Thane murders: Police probe loan accused had taken to start a business but couldn’t repay.

Written by Mohamed Thaver , Sadaf Modak | Mumbai | Updated: March 3, 2016 11:20:13 am
Police and experts at the spot were Hasnain W earekar murdered 7 kids, 6 sisters including wife & one man from his family & committed suicide in jurisdiction of Kasarvadavli police station at Thane at 3 am on Sunday. Expresphoto by Deepak Joshi Police and experts at the spot were Hasnain Wearekar murdered 7 kids, 6 sisters including wife & one man from his family & committed suicide in jurisdiction of Kasarvadavli police station at Thane at 3 am on Sunday. Expresphoto by Deepak Joshi

IN A WhatsApp text message he sent a day before he is believed to have killed 14 members of his family in the span of 30-40 minutes in the wee hours of Sunday, Hasnain Warekar, 35, told his brother-in-law that he had a surprise for him. Shaukat Khan, who lost his wife Sabina, their daughter and two sons, told The Indian Express on Monday that there was no reason to view the message with any suspicion.

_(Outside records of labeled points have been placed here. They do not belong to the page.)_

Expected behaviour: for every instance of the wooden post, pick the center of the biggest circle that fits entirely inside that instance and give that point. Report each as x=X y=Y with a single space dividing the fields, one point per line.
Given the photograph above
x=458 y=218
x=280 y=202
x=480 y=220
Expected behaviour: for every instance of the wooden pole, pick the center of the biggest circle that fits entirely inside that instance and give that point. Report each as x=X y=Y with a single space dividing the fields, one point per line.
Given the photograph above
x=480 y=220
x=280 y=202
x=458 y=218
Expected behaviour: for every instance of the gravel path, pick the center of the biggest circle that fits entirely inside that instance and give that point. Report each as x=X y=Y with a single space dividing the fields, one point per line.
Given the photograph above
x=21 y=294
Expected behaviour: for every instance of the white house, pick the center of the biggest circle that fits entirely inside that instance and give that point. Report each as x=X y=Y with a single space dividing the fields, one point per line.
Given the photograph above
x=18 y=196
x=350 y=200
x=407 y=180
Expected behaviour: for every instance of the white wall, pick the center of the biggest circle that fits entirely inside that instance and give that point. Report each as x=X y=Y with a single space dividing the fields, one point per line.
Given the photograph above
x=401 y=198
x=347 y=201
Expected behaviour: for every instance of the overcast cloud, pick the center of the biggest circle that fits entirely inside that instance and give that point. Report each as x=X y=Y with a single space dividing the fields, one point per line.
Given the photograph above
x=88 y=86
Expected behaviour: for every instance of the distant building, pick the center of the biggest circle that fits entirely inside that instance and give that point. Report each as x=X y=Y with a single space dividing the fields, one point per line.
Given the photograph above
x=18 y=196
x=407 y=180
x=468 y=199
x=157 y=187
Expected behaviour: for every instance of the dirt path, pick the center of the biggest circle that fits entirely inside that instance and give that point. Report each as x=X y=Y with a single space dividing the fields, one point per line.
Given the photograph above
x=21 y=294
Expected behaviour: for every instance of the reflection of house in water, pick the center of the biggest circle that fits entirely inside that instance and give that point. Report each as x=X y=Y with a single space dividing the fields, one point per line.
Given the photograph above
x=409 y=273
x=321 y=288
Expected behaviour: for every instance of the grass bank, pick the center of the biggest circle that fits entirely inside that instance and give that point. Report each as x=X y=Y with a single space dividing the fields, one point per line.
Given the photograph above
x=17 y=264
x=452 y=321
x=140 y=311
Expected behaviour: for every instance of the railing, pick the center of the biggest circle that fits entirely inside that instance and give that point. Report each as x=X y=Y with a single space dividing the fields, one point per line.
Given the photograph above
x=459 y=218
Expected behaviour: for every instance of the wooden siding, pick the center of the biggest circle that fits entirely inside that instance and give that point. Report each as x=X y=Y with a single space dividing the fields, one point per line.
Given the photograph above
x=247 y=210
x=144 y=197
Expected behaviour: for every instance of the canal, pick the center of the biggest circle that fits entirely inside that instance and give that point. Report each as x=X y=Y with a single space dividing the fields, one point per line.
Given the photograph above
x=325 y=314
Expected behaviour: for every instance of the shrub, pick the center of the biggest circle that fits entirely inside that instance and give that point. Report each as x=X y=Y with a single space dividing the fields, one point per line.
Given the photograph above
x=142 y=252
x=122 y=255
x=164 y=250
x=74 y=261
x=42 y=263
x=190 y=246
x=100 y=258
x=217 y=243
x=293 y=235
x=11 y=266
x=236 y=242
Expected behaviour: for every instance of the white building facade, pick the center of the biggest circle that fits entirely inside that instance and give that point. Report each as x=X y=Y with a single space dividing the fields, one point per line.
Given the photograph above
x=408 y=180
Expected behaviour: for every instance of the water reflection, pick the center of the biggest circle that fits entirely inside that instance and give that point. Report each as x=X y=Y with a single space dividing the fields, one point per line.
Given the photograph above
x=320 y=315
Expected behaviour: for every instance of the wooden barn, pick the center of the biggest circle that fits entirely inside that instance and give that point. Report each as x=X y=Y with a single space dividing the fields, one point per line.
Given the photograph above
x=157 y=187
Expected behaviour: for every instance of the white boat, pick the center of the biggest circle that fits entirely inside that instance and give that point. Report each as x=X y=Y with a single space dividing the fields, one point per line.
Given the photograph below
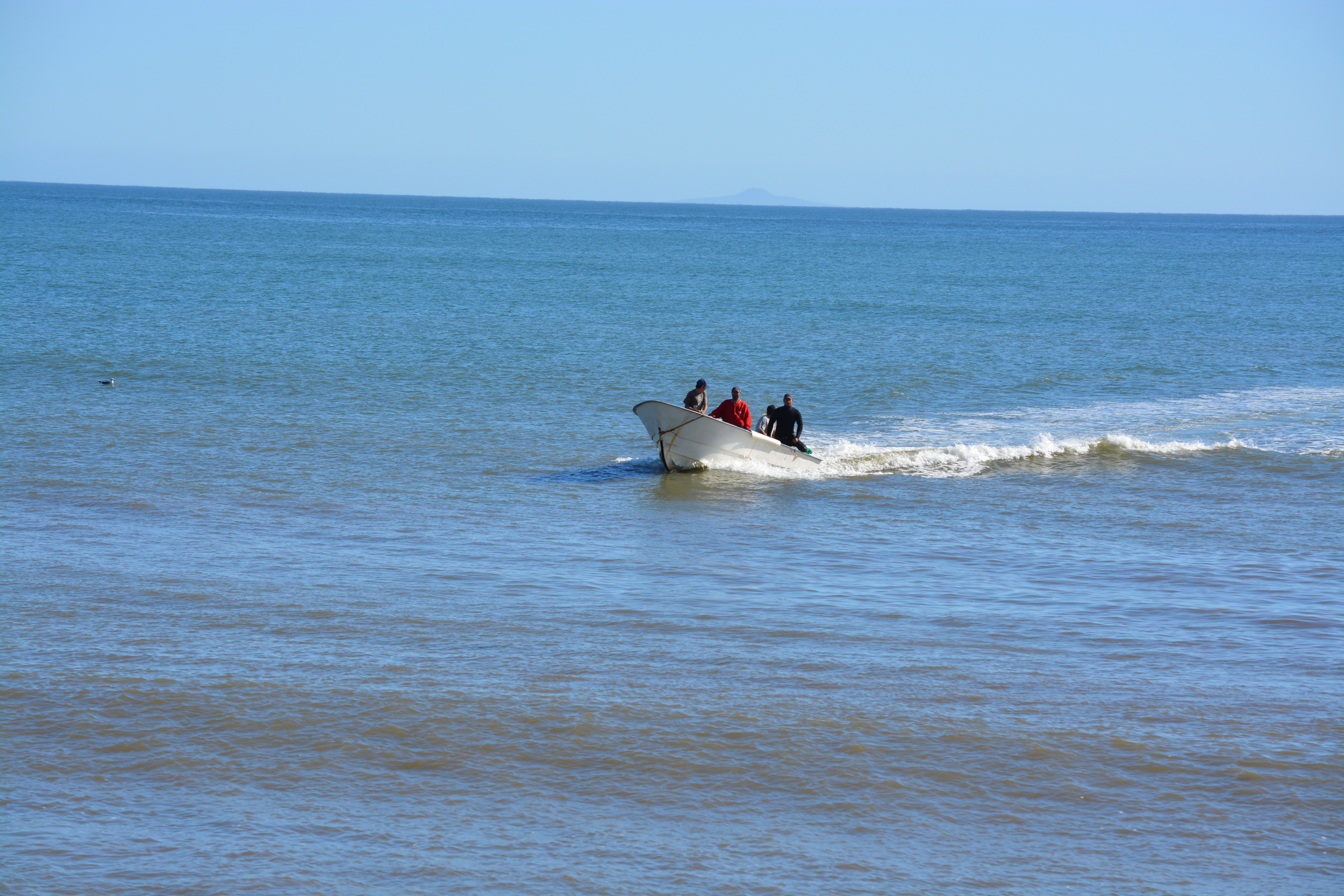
x=689 y=441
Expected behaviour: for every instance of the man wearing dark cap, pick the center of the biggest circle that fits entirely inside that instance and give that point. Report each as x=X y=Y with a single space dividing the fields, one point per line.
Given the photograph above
x=785 y=420
x=734 y=410
x=695 y=399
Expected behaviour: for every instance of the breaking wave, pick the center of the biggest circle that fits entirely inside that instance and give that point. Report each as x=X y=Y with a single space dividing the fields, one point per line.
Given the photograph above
x=968 y=460
x=851 y=458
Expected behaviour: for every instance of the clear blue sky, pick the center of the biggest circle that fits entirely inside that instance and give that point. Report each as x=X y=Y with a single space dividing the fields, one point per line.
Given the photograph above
x=1090 y=105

“I wish I had known this is what he was talking about,” Shaukat said, in between sobs, outside his residence in Khairna village in Navi Mumbai.

Police have now been told Hasnain had taken a loan that Shaukat was aware of. “He had told me about seven months ago that he was initiating an export business for which he was collecting capital. He was an earnest man who anybody could have trusted. He had taken a loan from a few people and when he could not repay it, he had to hand his business decisions to one of them. I do not know who this person is but I have urged the police to check Hasnain’s call data records and also his bank transactions,” Shaukat said.

Only on Friday, Hasnain had told Shaukat that an investor had promised a cheque of Rs 25 lakh. “We discussed that the money would come into his account by Tuesday, after which he could repay loans,” said Shaukat.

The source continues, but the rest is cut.